How to compute the derivative of this matrix equation

80 Views Asked by At

The matrix $\mathbf{A}(c)$ with the dimension $M \times N$, $c$ is a scalar variable. The matrix $\mathbf{d}$ is a constant matrix with the dimension $M \times 1$. If the formula $\frac{d\mathbf{A}(c)}{dc}$ has been known, I need to compute the derivative of $f(c)$ $$f(c) = \mathbf{A}(c)\Big( \mathbf{A}^T(c)\mathbf{A}(c) \Big)^{-1}\mathbf{A}^T(c)\mathbf{d}$$

Is there an expression $\frac{df}{dc}$ by $\frac{d\mathbf{A}(c)}{dc}$

2

There are 2 best solutions below

1
On BEST ANSWER

From the Matrix Cookbook we see that the derivative of an inverse is $$\frac{\partial Y^{-1}}{\partial c} = -Y^{-1}\frac{\partial Y}{\partial c}Y^{-1}$$ We can use that to get $$\frac{d(A^TA)^{-1}}{dc} = -(A^TA)^{-1}(\frac{d(A^TA)}{dc})(A^TA)^{-1}$$ but we can just use the product rule on that to get: $$\frac{d(A^TA)^{-1}}{dc} = -(A^TA)^{-1}(\frac{dA^T}{dc}A + A^T\frac{dA}{dc})(A^TA)^{-1}$$ Now we want to use the product rule again on the whole sequence to get: \begin{align*} f'(c) &= \frac{dA}{dc}(A^TA)^{-1}A^Td + A\frac{d(A^TA)^{-1}}{dc}A^Td + A(A^TA)^{-1}\frac{dA}{dc}d + 0 \end{align*} Where the last term is zero because $d$ is a constant.

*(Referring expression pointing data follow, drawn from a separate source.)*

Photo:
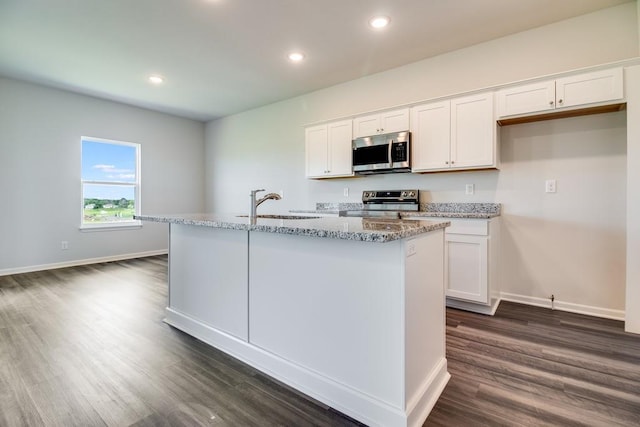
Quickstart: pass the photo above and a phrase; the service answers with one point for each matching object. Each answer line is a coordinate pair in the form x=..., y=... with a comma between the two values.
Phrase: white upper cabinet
x=473, y=132
x=431, y=136
x=530, y=98
x=569, y=92
x=380, y=123
x=599, y=86
x=328, y=150
x=454, y=134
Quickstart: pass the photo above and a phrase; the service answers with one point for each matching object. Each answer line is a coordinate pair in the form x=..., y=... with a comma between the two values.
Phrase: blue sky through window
x=109, y=163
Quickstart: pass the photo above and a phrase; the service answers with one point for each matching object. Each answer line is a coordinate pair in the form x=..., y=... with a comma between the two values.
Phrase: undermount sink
x=281, y=216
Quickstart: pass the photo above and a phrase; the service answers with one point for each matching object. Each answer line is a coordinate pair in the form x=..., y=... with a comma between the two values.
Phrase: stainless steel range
x=386, y=204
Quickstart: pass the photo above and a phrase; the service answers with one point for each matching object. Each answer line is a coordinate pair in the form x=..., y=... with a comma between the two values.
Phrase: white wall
x=571, y=243
x=40, y=130
x=632, y=81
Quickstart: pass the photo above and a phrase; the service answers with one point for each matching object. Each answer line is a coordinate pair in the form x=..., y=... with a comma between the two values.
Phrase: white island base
x=359, y=326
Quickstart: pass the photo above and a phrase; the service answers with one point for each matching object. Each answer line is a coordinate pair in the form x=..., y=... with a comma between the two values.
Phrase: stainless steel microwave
x=386, y=153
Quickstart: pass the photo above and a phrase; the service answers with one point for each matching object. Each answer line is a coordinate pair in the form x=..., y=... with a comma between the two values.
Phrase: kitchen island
x=349, y=311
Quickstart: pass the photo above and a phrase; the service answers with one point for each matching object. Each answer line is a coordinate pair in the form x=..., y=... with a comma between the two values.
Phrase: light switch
x=550, y=186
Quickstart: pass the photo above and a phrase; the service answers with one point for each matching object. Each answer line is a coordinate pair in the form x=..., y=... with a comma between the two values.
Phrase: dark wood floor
x=86, y=346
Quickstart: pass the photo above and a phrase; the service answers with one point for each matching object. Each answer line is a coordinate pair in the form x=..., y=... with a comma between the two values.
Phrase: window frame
x=112, y=225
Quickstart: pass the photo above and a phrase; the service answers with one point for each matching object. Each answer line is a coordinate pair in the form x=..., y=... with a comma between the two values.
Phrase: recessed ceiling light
x=296, y=56
x=379, y=21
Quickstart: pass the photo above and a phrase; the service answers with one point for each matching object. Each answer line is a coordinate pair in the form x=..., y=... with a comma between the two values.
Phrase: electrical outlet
x=411, y=249
x=550, y=186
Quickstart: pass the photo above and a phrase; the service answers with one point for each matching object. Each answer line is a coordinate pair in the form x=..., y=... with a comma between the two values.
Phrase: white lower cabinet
x=467, y=259
x=471, y=276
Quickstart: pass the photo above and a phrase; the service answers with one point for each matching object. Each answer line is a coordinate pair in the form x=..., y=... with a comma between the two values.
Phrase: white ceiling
x=220, y=57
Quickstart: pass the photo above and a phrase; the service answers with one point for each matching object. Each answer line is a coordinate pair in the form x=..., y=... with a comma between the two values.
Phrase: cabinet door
x=473, y=132
x=394, y=121
x=340, y=153
x=599, y=86
x=316, y=151
x=466, y=267
x=430, y=128
x=366, y=125
x=531, y=98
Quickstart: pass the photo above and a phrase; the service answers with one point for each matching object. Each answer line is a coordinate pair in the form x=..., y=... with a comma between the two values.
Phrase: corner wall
x=632, y=82
x=40, y=130
x=571, y=244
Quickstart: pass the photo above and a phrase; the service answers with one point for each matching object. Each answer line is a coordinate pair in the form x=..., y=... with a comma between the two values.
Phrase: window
x=110, y=183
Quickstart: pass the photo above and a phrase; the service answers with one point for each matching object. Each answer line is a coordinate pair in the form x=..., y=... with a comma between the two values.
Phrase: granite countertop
x=360, y=229
x=427, y=210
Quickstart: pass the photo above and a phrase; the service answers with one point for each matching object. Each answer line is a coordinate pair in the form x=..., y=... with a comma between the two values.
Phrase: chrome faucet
x=255, y=203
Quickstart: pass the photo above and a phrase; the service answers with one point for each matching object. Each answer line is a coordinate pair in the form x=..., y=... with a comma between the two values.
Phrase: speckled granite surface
x=459, y=210
x=360, y=229
x=428, y=210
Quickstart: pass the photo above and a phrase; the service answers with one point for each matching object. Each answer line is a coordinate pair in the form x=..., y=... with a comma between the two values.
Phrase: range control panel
x=390, y=196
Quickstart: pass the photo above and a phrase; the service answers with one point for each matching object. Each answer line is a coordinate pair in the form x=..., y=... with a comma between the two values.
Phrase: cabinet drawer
x=477, y=227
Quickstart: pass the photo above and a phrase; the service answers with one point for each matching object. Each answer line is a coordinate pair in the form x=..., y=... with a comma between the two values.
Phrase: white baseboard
x=606, y=313
x=74, y=263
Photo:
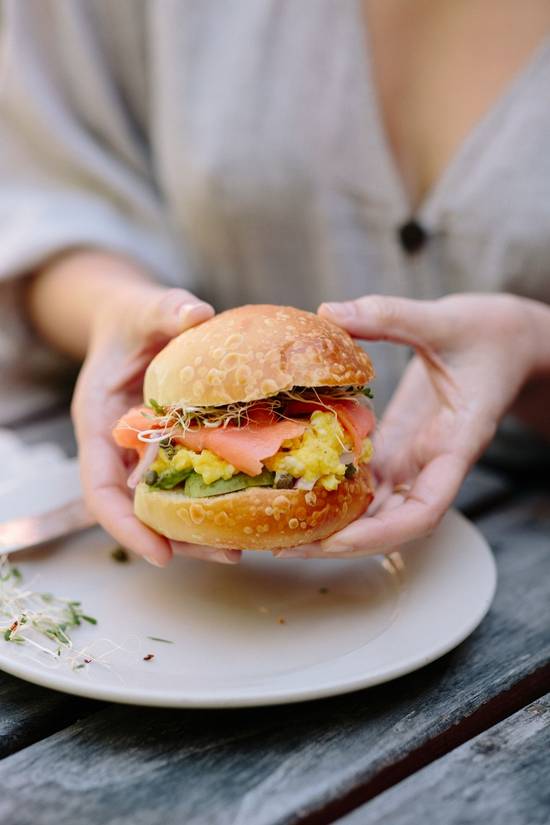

Now we can plug in the earlier term and we get what I believe to be the most simplified form possible:

\begin{align*} f'(c) &= \frac{dA}{dc}(A^TA)^{-1}A^Td - A(A^TA)^{-1}(\frac{dA^T}{dc}A + A^T\frac{dA}{dc})(A^TA)^{-1}A^Td + A(A^TA)^{-1}\frac{dA}{dc}d \end{align*} Since A just depends on c, let's replace the derivatives with just primes and we get something that looks prettier: \begin{align*} f'(c) &= A'(A^TA)^{-1}A^Td - A(A^TA)^{-1}({A'}^TA + A^TA')(A^TA)^{-1}A^Td + A(A^TA)^{-1}A'd \end{align*}

0
On

This is not a complete derivation, but if you take PhysicsKid's answer and define $$\eqalign{ \def\sym#1{\operatorname{sym}\left(#1\right)} &\sym{X} = \tfrac12\left(X+X^T\right) \qquad&\big({\rm symmetric\;part\;of\;}X\big) \\ &A^+ = \left(A^TA\right)^{-1}A^T \qquad&\big({\rm pseudo\;inverse\;of\;}A\big) \\ &\dot A = \frac{dA}{dc} \qquad&\big({\rm dot\;notation\;for\;derivatives}\big) \\ &H = AA^+ = H^T \qquad&\big({\rm Hat\;matrix\;of\;}A\big) \\ &\dot H = 2\,\sym{(I-H)\dot AA^+} \qquad&\big(\ldots{\rm its\;derivative}\big) \\ &f = Hd \qquad&\big({\rm your\;function}\big) \\ }$$ Then the desired derivative can be written more concisely as $$\eqalign{ {\dot f=\dot Hd} \qquad\qquad\qquad\qquad\qquad \qquad\qquad\qquad\qquad\qquad \qquad\quad \\ }$$ NB:$\,$ You can find derivations of the formula for $\dot H$ in some statistics textbooks such as
Harville's$\,$ Matrix Algebra from a Statisticians's Perspective $\,$but they are not as direct as PhysicsKid's answer.